Back in 2011, Minnesota Representative Michele Bachmann made some headlines with this quip, “With all the money that we owe China, I think you might correctly say, Hu’s your daddy,” a reference to Chinese president Hu Jintao. Without debating the wit (or lack thereof) of Ms. Bachmann’s speech writers, let’s examine what it means for China to be the largest foreign holder of U.S. debt.
Cartoons such as this may lead some people to overestimate the amount of U.S. debt held by the Chinese government. For example, the total amount of U.S. debt currently held by the public is $11.04 trillion. Intra-governmental debt adds another $4.81 trillion, bringing the total combined public debt outstanding to $15.85 trillion (103% of current dollar GDP). Approximately one-third of this total ($5.1 trillion) is held by foreign investors, the largest of which are China and Japan at around $1 trillion each. Therefore, China owns about eight percent of total U.S. debt.
Japan and the United Kingdom have a long history of owning a significant amount of U.S. debt. The recent growth of China’s investment, however, is what makes the press. In 2008, China held $684 billion worth of U.S. Treasuries. Since then, their stake has grown 75% to over $1.2 trillion. China’s share now represents one-fourth of all foreign-held U.S. government debt. While that sounds like a lot (and it is), China would seem to need our bonds just as much as we need their cash. In order to keep the world’s largest export economy humming, China has implemented policies that encourage domestic saving, while at the same time, try to keep the yuan from appreciating vis-a-vis the dollar (and other major currencies). The result is that China has accumulated more than $3 trillion in foreign currency reserves, far more than any other nation.
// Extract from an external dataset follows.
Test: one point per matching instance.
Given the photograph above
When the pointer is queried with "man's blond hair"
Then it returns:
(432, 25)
Most of these reserves are held in U.S. dollars and recycled back to the United States through investments in Treasury bonds, and other dollar-denominated securities. While some of China’s foreign exchange reserves are plowed into European and Japanese securities, those markets do not offer the liquidity to easily absorb China’s growing investment needs. “There’s really nothing different they can do,” says Eswar S. Prasad, Cornell economics professor and former head of the China division at the International Monetary Fund. “Even if China felt the United States was going off a cliff, there’s no other place for them to put all their money.”
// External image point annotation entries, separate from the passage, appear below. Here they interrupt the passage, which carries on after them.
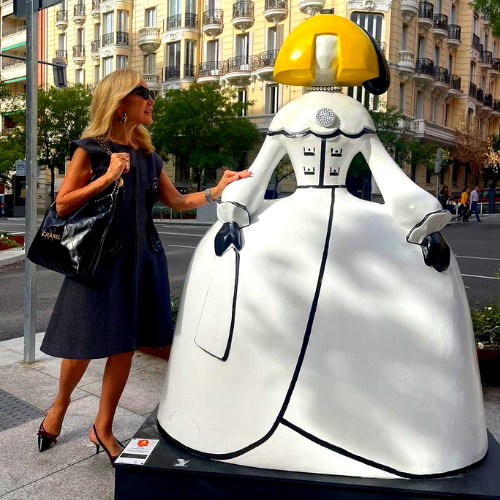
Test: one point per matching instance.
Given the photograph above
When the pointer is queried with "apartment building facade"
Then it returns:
(443, 59)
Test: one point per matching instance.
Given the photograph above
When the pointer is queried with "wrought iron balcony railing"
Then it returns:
(425, 66)
(191, 20)
(213, 16)
(455, 82)
(242, 9)
(171, 73)
(440, 22)
(210, 68)
(426, 10)
(441, 75)
(174, 22)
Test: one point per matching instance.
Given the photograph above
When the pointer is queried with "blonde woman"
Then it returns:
(127, 303)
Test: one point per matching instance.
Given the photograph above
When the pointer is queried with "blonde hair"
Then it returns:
(108, 96)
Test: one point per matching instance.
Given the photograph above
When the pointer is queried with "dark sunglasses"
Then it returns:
(145, 93)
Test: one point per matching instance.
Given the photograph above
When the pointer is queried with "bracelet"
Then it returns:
(208, 196)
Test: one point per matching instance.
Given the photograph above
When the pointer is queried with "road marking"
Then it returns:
(483, 277)
(182, 234)
(478, 258)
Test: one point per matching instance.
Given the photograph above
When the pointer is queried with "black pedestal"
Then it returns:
(159, 479)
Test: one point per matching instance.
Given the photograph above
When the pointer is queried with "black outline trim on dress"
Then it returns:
(331, 135)
(225, 356)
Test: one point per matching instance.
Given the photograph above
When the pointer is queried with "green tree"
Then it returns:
(491, 8)
(200, 127)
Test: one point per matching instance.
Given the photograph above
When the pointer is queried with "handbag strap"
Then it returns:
(101, 141)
We don’t want to downplay the risk of owing China (or anyone else) a trillion dollars, but think about it. Who’s getting the better deal here? If China is willing to lend the United States money for ten years at 1.5%, I think we should consider it a compliment and use our “attractiveness” wisely. Ideally, our leaders would not take this precious trust for granted. Let’s get our financial house in order while we still have the luxury of being the best of a bad lot. At the same time, think of your own personal situation. To whom do you owe money? What are you taking for granted? Any government, corporation, or individual that borrows heavily is playing a risky game of musical chairs. You never know when the music is going to stop, and you never know if you’ll be able to find a “chair” when it does.